Un giornalista smaliziato che già minorenne bazzicava le redazioni delle testate a Milano, racconta le vicende umane e giudiziarie del più importante editore del Sud. Dopo cinque anni di indagini incrociate, il 12 novembre del 2012 la Procura di Catania, chiede l’archiviazione dell’inchiesta che vede l’editore indagato con l’accusa di concorso esterno in associazione mafiosa. La decisione non convince il giudice dell’udienza preliminare che chiede un ulteriore supplemento di indagini. Inizia così un valzer giudiziario ancora in corso. Il primo giugno 2017 dal tribunale di Catania il rinvio a giudizio. Il 20 settembre 2018 la sezione misure di prevenzione del foro etneo, dichiara Mario Ciancio “socialmente pericoloso”e confisca il patrimonio stimato 150 milioni di euro.

Uno choc per i catanesi, un terremoto per il mondo della carta stampata considerando che l’ex presidente della Federazione degli editori controlla “La Sicilia” di Catania, “Gazzetta del Mezzogiorno” a Bari,  ha partecipazioni negli altri due quotidiani siciliani “Giornale di Sicilia” e “Gazzetta del Sud”.  Il libro di Basso parte proprio da questo evento, ripercorrendo in maniera puntuale le tappe di una inchiesta lunga dodici anni , caratterizzata da un bizzarro tennis da tavolo di provvedimenti giudiziari che annullano e fanno riaprire indagini su un fronte lungo mezzo secolo.

La questione amletica è una: l’impero dell’editore etneo è stato realizzato con il contributo della mafia o grazie all’intuito di un imprenditore protagonista di una clamorosa ascesa nel pantheon dell’economia italiana? Già perché Mario Ciancio è stato un uomo tra i più importanti della nostra nazione, al punto tale da essere stato scelto dai servizi segreti britannici come ospite dei  principi del Galles. Così il 30 aprile 1985, Carlo e Diana  nella tenuta “ Il Cardinale” si destreggiano a meraviglia davanti ad un buffet a base di pasta con le sarde, maccheroni alla Norma e  spiedini di carne avvolti in foglie di limone . Il principe ammira il giardino che profuma di gelsomini , la principessa in tailleur rosa e scarpe bianche, riceve in dono da un contadino un fiore di zagara, Mario e Valeria Ciancio impeccabili padroni di casa.  Enzo Basso racconta con tatto e destrezza le vicende umane, le peculiarità caratteriali intrecciandole con le traversie legali, passando dalla passione di Ciancio per l’archeologia ai “quattro o più… pentiti per strada”. Il giornalista narra i fatti che scaturiscono dalle carte processuali rendendoli comprensibili grazie alla sua conoscenza dei meccanismi che muovono cose e persone.

L’ironia di Basso nel “Caso Ciancio” fa riflettere,  così come la sua considerazione finale : “ Oggi la lotta alla mafia passa anche e soprattutto dalla certezza del diritto. C’è bisogno di un giudizio sereno e scevro da condizionamenti e veleni.
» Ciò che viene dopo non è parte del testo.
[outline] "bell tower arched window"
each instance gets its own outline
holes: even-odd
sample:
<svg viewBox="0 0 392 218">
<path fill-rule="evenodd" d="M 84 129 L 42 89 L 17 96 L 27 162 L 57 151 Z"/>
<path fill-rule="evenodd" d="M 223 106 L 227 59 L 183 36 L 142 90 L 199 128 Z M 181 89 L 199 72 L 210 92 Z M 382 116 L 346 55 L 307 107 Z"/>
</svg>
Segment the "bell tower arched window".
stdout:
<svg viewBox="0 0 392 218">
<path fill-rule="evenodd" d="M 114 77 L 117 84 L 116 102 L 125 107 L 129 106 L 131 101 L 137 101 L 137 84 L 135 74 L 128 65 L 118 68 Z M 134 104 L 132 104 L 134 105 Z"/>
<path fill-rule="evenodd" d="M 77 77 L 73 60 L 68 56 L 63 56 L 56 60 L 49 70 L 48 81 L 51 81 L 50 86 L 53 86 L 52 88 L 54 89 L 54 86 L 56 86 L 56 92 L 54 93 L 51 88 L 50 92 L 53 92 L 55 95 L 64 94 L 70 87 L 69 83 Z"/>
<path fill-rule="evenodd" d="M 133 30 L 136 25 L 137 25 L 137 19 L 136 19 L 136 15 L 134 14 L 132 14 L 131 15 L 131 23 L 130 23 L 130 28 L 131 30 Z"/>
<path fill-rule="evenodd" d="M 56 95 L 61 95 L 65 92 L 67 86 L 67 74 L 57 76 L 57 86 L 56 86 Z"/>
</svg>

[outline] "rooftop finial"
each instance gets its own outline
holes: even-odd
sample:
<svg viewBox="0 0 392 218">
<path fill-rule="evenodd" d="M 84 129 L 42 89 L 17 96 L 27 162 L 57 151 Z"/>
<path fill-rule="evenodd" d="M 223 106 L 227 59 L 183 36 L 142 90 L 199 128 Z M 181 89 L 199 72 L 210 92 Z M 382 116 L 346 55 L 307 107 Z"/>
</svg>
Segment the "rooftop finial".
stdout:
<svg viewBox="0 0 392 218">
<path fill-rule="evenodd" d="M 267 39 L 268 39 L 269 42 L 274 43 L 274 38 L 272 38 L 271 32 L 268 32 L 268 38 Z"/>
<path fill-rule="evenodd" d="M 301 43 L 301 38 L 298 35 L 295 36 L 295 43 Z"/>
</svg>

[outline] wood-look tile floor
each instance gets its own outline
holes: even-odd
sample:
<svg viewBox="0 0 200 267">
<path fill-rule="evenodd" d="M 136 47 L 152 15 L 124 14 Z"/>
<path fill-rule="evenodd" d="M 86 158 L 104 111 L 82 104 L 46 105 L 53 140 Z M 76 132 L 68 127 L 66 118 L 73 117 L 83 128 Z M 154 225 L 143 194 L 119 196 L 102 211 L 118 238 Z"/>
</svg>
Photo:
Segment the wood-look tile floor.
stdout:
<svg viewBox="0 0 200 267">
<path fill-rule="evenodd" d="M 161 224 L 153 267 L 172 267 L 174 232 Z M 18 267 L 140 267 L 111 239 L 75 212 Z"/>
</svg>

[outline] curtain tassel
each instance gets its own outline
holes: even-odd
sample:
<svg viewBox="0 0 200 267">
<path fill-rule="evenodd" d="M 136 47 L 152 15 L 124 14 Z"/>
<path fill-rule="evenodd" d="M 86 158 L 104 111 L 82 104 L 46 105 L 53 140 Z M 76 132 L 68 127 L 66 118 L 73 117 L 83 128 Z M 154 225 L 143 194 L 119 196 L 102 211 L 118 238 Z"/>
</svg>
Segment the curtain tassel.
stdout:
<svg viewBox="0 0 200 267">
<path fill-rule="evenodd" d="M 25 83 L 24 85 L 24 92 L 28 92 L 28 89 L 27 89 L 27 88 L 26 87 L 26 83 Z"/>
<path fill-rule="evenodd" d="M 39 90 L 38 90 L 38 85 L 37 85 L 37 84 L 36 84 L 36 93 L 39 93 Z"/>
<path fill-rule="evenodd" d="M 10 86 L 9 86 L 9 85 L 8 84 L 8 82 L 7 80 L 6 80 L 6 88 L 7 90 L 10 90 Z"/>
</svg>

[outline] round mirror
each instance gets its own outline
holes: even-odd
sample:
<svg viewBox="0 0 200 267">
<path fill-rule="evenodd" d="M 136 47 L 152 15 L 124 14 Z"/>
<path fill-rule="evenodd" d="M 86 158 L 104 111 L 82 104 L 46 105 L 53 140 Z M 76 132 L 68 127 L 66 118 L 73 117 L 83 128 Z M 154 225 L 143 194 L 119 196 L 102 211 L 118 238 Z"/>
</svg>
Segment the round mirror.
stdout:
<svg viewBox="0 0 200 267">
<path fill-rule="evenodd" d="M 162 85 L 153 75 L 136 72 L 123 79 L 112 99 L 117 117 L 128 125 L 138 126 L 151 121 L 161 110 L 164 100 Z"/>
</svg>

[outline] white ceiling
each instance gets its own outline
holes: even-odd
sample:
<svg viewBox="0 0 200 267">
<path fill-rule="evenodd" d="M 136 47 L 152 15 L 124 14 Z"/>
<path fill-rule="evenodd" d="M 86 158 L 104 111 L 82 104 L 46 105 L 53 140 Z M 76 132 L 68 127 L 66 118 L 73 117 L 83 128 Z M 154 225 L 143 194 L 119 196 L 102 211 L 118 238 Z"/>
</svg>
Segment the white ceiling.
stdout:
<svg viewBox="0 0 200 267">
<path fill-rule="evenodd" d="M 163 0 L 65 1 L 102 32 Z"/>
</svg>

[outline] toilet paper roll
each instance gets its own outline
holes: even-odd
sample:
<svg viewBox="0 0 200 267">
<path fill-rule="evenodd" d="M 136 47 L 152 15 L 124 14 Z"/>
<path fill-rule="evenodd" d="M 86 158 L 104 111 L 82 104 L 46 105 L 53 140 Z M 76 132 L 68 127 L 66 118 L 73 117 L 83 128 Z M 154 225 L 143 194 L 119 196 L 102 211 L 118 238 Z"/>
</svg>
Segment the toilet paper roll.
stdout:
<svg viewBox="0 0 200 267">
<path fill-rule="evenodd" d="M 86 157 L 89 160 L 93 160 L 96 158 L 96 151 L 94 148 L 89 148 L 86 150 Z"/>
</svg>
Il verdetto di un tribunale terzo servirà anche a questo. Poi ci saranno comunque altri due gradi di giudizio, se necessario. Ma si partirà da dati certi. Non falsati da contrapposizioni, come oggi. Il rischio di chiusura dei giornali, così diversi tra loro, come è successo già per “Centonove” e come è opportuno non succeda per “La Sicilia” e “Gazzetta del Mezzogiorno”nelle democrazie compiute, si scongiura anche così. Con le ragioni del diritto. Per un delitto già avvenuto, con il bollo dello Stato, evitiamo se ne aggiunga ora un altro. Nella stessa direzione.”(tempostretto.it)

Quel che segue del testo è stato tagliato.